Furthermore, the Opposition has contested Maduro's latest election, charging fraud and a violation of the constitution despite the ruling of the Supreme Court that, under Venezuela's constitution, Nicolás Maduro is the legitimate president.

That said, Opposition leaders and international media pundits have considered the Government of Maduro to be a dictatorship. Now the country is said to be divided into the pro-Chavistas versus the anti-Chavistas (Opposition protesters).

The fact is, since the re-election of Maduro, the country has seen hundreds of thousands of Venezuelans taking to the streets protesting high levels of criminal violence, corruption, hyperinflation, and chronic scarcity of basic goods, which protesters have attributed to policies of the federal government under the leadership of Maduro. The daily demonstrations and riots have led to fatalities and the arrest of Opposition leaders and, on the face of it, has led to Guaido assuming the mantle of power.

So far, several countries have backed Guaido as the interim president.
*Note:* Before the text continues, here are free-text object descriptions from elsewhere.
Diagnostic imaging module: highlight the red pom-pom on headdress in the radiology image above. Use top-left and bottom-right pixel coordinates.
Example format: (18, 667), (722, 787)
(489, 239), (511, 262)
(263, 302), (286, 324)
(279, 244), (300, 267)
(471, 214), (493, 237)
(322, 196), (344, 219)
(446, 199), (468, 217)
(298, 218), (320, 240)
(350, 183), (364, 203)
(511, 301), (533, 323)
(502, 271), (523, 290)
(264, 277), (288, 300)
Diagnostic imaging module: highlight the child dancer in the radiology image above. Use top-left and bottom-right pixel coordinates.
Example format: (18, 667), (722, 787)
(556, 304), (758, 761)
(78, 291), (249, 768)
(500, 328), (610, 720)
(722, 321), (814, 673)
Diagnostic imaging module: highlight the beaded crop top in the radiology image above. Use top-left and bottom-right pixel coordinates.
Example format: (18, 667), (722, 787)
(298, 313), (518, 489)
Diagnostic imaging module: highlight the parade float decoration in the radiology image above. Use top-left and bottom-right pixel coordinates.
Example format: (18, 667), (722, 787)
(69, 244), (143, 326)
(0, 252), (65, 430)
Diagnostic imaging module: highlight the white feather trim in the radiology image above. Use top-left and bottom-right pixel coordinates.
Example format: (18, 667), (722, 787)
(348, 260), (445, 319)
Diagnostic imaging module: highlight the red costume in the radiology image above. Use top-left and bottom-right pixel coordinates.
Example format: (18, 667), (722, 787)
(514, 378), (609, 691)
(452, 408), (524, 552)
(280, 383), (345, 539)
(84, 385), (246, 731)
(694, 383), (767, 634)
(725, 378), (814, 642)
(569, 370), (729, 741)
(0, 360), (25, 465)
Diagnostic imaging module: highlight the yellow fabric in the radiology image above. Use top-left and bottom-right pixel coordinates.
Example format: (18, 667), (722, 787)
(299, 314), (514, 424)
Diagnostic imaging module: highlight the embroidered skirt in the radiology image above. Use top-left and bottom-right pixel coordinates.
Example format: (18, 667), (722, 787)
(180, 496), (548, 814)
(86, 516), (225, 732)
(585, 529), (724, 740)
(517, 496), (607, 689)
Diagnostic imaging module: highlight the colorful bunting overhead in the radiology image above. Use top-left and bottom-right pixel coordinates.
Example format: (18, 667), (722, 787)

These include the United States, Canada, Argentina, Brazil, Canada, Chile, Colombia, Costa Rica, Paraguay, Peru, Ecuador, Guatemala, the Organization of American States, among a few others.

In the meantime, Russia has condemned foreign powers for backing the Venezuelan Opposition leader as interim president. Kremlin spokesman Dmitry Peskov has stated that, “We consider the attempt to usurp sovereign authority in Venezuela to contradict and violate the basis and principles of international law. Maduro is the legitimate head of state.”

On the other hand, US President Donald Trump, when asked by reporters whether a military intervention was being considered in Venezuela, responded, “We're not considering anything, but all options on the table,” he said. “All options, always, all options are on the table.”

Meanwhile, Maduro has received strong support from the country's military thus far and has warned that, “Nobody wants [war]. But we will not surrender or betray our country if there is an armed conflict, be it localised, low-level, mid-level, high-intensity, generalised, in one region or a city.”

In the press, it is argued that the move by the self-appointed Guaido is one orchestrated by the United States to get rid of Maduro, thus allowing the US greater access to Venezuela's resources and, more importantly, to keep Russia from setting up a base in Venezuela or have a foothold in the region.

Ultimately, whatever the outcome, one hopes that good sense will prevail and there will be no blood-letting, and moreover that the people of Venezuela will be allowed to determine their destiny, rather than become pawns in the pursuit of some superpower political, and economic interest.